Bugün 28 Kasım, Sevgili Tahir Elçi'nin katledilmesinin 8'inci yıl dönümü. İnsan hakları savunucusuydu, çok değerli bir arkadaşımız olan hukukçuydu ve ne yazık ki barışı savunurken, görevi başında, Diyarbakır için kültür mirasını korurken, son derece ulvi bir amaç için açıklama yaparken kameralar önünde canlı yayında katledildi. O gün bugündür cinayet aydınlatılmadı, yanılmıyorsam siz de o dönem Adalet Bakanıydınız, ziyaret etmiştiniz -hafızam yanıltmıyorsa- ve hâlâ katiller korunmaya devam ediyor, hâlâ dosyada tutuklu yok, bütün balistik incelemelerine rağmen ve bugün önergemiz de var, orada ayrıntılı konuşacağız. Tahir'e buradan seslenmek istiyorum: Sevgili Tahir, rahat uyu; senin davanın takipçisiyiz ve senin geride bıraktığın barış uğruna tüm davaların takipçisi olacağımıza bir kez daha söz veriyorum. Sevgi, minnet, özlemle anıyorum. Tahir'i çok özledik gerçekten.

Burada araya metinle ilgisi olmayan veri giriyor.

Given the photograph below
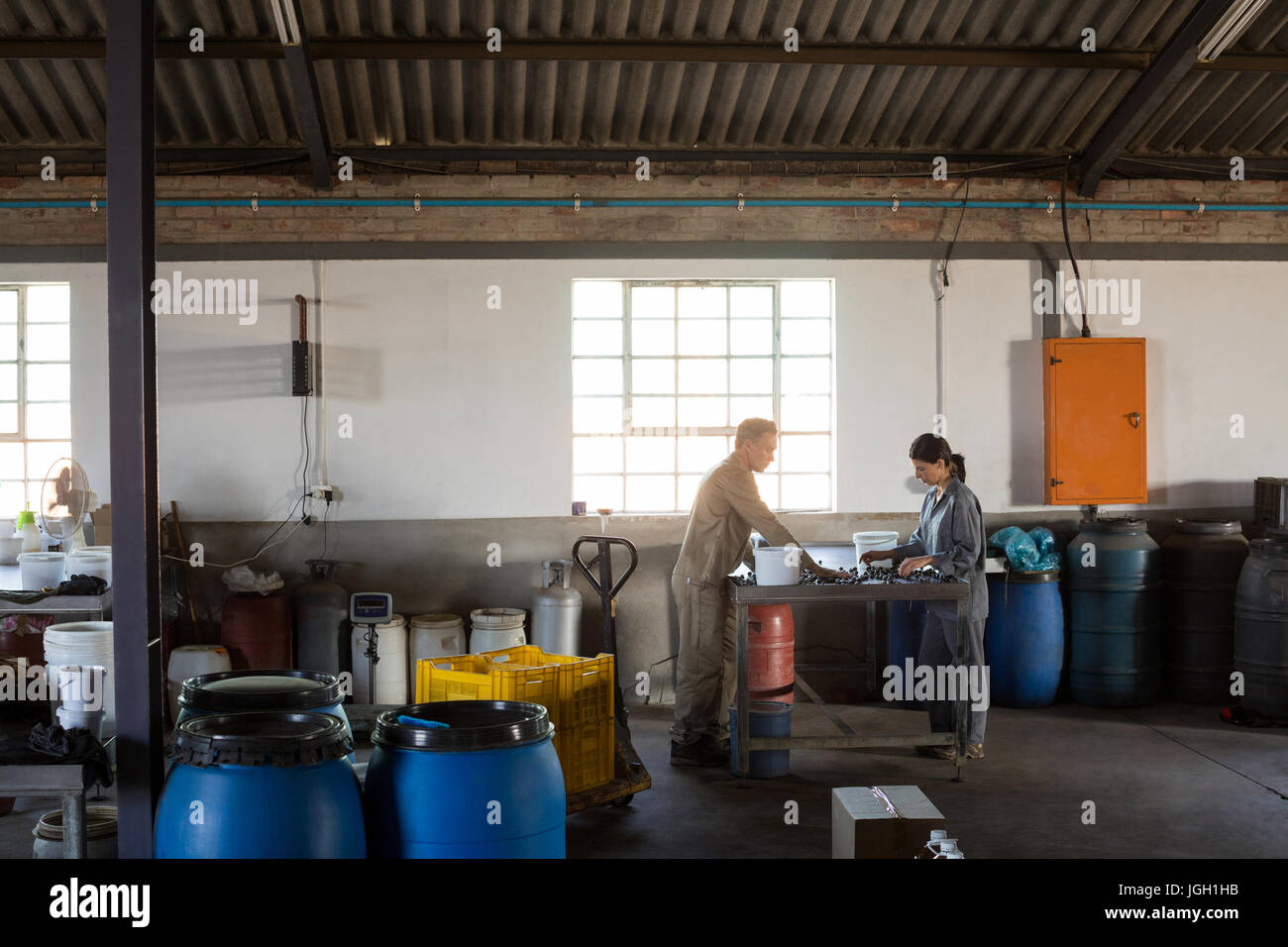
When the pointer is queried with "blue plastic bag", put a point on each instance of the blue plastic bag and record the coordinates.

Sayın Başkan, dün tehlikeli sayılabilecek bir döneme girdik, açlık grevleri başladı yine cezaevlerinde. Geçmişte açlık grevleriyle ilgili bu ülkede çok can yandı, çok yaşam yitirildi, çok insan katledildi hatta cezaevlerinde ve dün Türkiye'deki bütün politik mahpuslar tüm dünya genelinde başlatılan "Abdullah Öcalan'a özgürlük, Kürt sorununa çözüm" kampanyası kapsamında açlık grevi eylemine başladıklarını duyurdular. Dün başladı, 15 Şubat 2024 tarihine kadar dönüşümlü devam edeceğini ilan ettiler ve tecride karşı bu açlık grevi. Devlet, iktidar bu suçu işlemeye son versin artık, tecride son versin; onların talepleri hukuki bir talep, insani bir talep, barıştan yana bir talep ve Türkiye'nin tamamını olumlu etkileyecek bir talep için dört duvar arasında insanlar bedenlerini ölüme yatırıyorlar. Evet, gelin, açlık grevine son veren siyasi mahpusların taleplerini kabul edin ve şunu unutmayalım: Tecride son verildiğinde bu ülkede yaşayan 85 milyon yurttaşın geleceği için barışa bir şans vermek anlamına gelecek. Bunu da buradan ifade etmek istiyorum.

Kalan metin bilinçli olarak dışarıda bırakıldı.